THE NEWS: TOYS ‘R’ US EARNINGS GAIN 40.1%

WAYNE, N.J. Toys “R” Us today posted net earnings of $199 million for its critical fourth quarter, which meant it turned a profit for the fiscal year ended Feb. 3. But special charges and gains had an impact on its numbers.

Sales for the previous fiscal annum were $142 million, the difference translating into a net earnings increase of 40.1% year over year. For the last fiscal year, Toys “R” Us posted net earnings of $85 million versus a net loss of $384 million for the previous period.

Operating earnings in the fiscal 2006 fourth quarter gained 53.1% to $571 million versus $373 million for the fourth quarter of fiscal 2005. For the last fiscal year, operating earnings were $649 million versus an operating loss of $142 million for the previous period.

THE FIX: Improved shopper experience ups comps

Of course, any observer has to take into consideration special financial circumstances. Fiscal 2006 operating earnings were positively impacted by $96 million from gains on property sales, slightly offset by restructuring and other charges. In fiscal 2005, operating earnings were negatively impacted by $410 million in costs relating to the merger of the company, as well as $58 million of costs and charges relating to contract settlement fees, restructuring and other charges.

Still, sales were trending up at last year’s end. Net sales gained 15.8% to $5.7 billion. In the full fiscal year, net sales advanced to $13 billion, up 15.2%.

Comparable-store sales for the Toys “R” Us’ U.S. division gained 0.6% in fiscal 2006, and that represents the division’s first comps increase in six years. Comps at Babies “R” Us were up 4.8% and those at Toys “R” Us international were up 2.6% for the fiscal year.

Jerry Storch, chairman and ceo of Toys “R” Us, said the company is “pleased with the strides we made in fiscal 2006 to improve at all levels of the organization and reposition the company for profitable growth over the long term.”

He said the company’s new management team has been focusing on executing a strategy that would turn the retailer into a global toy and baby products authority.

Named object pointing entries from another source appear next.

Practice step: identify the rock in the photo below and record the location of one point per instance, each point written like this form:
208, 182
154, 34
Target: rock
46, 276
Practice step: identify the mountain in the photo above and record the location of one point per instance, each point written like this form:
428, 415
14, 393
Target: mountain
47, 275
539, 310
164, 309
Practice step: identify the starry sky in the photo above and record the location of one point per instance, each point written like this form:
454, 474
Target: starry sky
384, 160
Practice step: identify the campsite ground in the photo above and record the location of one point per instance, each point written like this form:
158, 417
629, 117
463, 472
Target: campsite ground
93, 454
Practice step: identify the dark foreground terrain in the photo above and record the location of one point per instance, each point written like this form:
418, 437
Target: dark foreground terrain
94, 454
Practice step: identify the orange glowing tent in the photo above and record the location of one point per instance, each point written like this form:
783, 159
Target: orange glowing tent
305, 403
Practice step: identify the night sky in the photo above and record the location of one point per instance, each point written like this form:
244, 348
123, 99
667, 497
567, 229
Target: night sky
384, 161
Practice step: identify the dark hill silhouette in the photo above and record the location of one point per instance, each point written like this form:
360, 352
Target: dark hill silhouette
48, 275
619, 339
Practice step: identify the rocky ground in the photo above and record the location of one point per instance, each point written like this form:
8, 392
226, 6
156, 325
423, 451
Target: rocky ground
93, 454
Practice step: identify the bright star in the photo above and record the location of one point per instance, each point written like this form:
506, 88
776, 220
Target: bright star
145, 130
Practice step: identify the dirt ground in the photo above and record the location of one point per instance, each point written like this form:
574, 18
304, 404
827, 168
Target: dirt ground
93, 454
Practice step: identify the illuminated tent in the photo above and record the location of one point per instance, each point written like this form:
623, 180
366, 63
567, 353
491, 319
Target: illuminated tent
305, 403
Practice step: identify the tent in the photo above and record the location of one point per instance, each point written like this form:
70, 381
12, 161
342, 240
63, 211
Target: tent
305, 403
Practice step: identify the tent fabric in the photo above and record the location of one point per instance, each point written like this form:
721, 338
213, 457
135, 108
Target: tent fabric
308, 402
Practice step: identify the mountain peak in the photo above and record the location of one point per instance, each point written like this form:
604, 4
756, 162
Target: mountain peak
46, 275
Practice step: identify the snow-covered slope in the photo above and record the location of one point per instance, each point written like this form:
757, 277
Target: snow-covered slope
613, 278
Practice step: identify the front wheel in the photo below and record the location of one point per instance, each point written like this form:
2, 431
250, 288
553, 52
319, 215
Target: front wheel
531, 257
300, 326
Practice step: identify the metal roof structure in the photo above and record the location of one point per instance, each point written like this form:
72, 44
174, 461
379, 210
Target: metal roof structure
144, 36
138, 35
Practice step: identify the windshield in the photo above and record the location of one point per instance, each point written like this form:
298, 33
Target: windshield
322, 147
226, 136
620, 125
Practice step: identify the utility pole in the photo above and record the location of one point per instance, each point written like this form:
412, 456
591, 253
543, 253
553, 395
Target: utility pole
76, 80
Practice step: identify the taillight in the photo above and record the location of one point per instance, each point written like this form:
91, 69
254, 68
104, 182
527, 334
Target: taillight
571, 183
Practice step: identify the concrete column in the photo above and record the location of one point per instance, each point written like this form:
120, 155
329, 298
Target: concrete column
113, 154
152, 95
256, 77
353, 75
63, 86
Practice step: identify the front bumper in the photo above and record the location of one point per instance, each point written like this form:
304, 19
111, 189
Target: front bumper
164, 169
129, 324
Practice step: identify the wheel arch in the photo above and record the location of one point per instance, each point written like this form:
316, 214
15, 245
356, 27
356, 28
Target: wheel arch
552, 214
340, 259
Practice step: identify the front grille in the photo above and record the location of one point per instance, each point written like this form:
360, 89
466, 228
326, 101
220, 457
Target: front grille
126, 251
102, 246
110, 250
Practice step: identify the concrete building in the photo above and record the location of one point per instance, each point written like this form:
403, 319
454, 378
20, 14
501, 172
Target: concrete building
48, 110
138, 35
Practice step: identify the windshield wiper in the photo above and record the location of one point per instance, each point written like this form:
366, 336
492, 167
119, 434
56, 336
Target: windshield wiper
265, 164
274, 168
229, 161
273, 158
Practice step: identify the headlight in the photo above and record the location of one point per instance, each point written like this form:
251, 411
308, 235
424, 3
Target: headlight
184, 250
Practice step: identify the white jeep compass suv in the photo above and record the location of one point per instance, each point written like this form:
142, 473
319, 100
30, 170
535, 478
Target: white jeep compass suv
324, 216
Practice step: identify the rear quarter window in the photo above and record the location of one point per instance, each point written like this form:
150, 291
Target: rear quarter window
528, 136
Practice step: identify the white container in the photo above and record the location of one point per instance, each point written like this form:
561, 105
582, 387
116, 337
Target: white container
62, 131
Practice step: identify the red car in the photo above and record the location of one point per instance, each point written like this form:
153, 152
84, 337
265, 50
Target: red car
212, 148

“This translated into higher overall sales, positive comparable-store sales, improved gross margins and strong operating earnings growth for the 2006 fiscal year,” Storch asserted. “The key to our strategy has been improving the customer shopping experience in our stores. We are accomplishing this by delivering a more compelling merchandise selection, better service and a cleaner and more comfortable shopping environment.”